I can tell you that times were much
different then. We would be at home for
10-30 or 11.00pm. Nowadays they don’t start
going out until that time. I don’y know what
is the world coming to!
I played in public the
first time around 1945 for a feis which was
held in Donal Kearney’s field in Scart.
Charlie Moriarty, who organised the feis,
came to my house and asked me to play for
the step dancers to following Sunday. There
is no need to say I was fairly nervous
heading for Scart with my fiddle. I wouldn’t
have gone on the stage at all but for
Padraig O’Keeffe putting me at my ease. As
well as that, he covered up for the mistakes
I made. After that, I was asked to play for
Stations and house weddings. For the most
part, I would be playing on my own as most
of the other musicians lives fairly far away
from me and the only means of transport was
the bike. Such house dances often went on to
the late hours of the morning – until the
half tierse was gone. Of course, these were
special occasions.
In the early fifties, I
teamed up with Johnny Leary and Denis Murphy
playing for their step dancers at Fleadhanna
and Feiseanna. Later, the three of us and
Jimmy Doyle joined Michael O’Callaghan and
we formed the Desmond Dance Band. We spent
eleven years together playing all over Kerry
and parts of Cork and Limerick We rarely
missed a Sunday night and we played on many
Friday nights also.
When Denis Murphy went to
America the ‘Desmond’as it was, broke up.

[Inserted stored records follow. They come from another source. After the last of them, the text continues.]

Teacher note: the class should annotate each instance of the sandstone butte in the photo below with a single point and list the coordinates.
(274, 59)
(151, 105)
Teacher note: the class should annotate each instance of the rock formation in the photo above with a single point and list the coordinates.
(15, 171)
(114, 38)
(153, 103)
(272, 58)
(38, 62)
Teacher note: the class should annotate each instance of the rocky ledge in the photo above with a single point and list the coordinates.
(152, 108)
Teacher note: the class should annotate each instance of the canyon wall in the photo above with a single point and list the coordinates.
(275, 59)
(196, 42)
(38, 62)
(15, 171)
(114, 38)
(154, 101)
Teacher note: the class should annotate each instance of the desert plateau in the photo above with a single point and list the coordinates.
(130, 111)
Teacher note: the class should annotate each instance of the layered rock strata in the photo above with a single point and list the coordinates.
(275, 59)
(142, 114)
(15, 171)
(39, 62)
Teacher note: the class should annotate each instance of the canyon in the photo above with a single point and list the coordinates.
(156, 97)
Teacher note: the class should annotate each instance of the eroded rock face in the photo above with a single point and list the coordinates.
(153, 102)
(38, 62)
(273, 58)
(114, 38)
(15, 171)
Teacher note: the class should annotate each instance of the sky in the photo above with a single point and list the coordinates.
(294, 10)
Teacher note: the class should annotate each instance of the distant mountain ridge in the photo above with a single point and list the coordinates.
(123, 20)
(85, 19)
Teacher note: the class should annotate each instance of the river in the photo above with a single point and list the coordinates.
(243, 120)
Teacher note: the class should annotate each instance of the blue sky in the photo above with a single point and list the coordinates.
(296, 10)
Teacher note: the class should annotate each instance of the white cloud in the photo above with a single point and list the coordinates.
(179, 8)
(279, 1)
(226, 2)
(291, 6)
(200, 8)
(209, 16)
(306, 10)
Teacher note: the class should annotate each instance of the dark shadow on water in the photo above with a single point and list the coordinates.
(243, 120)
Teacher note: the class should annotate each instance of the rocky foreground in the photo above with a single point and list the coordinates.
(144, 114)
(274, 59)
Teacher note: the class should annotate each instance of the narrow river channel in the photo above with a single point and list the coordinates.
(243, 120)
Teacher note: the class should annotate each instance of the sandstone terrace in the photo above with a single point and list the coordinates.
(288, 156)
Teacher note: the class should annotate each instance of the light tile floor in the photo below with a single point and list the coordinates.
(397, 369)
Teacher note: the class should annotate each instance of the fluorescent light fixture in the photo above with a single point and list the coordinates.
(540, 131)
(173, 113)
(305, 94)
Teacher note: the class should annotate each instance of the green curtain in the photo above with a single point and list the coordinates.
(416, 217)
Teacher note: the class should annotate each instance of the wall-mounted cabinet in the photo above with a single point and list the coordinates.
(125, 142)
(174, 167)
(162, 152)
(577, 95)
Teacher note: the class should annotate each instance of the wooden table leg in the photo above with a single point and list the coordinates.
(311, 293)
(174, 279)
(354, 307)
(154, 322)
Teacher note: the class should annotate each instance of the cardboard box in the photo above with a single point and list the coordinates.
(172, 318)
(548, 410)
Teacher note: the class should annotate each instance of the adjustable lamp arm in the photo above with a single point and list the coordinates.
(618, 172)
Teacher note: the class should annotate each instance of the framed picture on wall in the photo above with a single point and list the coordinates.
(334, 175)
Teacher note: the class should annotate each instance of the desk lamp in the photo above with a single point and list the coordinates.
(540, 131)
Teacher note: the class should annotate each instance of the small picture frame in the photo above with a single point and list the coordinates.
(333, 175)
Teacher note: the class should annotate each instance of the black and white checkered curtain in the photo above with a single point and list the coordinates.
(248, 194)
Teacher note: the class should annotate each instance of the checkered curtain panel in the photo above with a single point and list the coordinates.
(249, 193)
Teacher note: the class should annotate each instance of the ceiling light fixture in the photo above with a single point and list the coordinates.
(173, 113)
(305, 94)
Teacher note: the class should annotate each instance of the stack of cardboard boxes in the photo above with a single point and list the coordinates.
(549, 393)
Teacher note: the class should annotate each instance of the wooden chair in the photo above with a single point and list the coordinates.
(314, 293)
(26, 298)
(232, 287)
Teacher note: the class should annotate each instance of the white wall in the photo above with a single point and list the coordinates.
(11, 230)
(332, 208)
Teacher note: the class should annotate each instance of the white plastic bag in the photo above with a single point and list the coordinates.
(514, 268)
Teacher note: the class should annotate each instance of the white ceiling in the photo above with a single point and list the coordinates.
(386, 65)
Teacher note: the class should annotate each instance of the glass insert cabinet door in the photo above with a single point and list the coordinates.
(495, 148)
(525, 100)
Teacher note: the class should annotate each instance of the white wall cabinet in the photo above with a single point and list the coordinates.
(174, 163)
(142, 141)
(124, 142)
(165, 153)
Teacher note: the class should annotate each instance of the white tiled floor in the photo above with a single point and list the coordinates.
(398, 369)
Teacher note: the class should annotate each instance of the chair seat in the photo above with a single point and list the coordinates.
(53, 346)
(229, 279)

Johnny and myself played together on
occasions. When Denis returned from America,
the three of us joined up again and played
together every Friday and Sunday nights at
Dan O’Connell’s in Knocknagree. Even though
I never took a drink, I think there is a
great atmosphere in the pub – that is of
course, if people don’t overdo it with the
drink. It is the nearest of all to the house
dance.
In my early days, I took
part in competitions and was the first to
win the Padraig O’Keeffe Perpetual Trophy at
Scart Fleadh Cheoil.
This side of the country
must be the richest of all having so many
fine musicians and each is better that the
next. There are so many I could never
mention them all. I mention Johnny and Denis
very often because it was with those two men
I played most of my music. We all missed
Denis a lot when he died. He was always so
jolly and was a great man to tell a story
I really enjoy playing
with Johnny Leary. Not taking from any of
the others, I think he is the nearest to
Padraig O’Keeffe’s style. As well as being a
master musician, he is a powerful man to
tell a yarn. Like the music, he has a
distinct style of telling them and I
wouldn’t dare even attempt to repeat one of
them here, as no one can tell them like
himself.
Before I ever played in a
hall, I travelled to lots of them. Thady
Willie’s in Gneeveguilla, Vaughan’s in
Williamstown and one in Barraduff not to
mention Denny Mahoney’s of Knockeenahone and
the halls in Scart.
Life has changed a lot
since my young days, but as mentioned
previously, it gives me great pleasure to
see so many of our young people playing
Irish music and dancing sets.
Long may it continue and
with God’s holy help, I will do my part for
our great tradition, while I’m able.”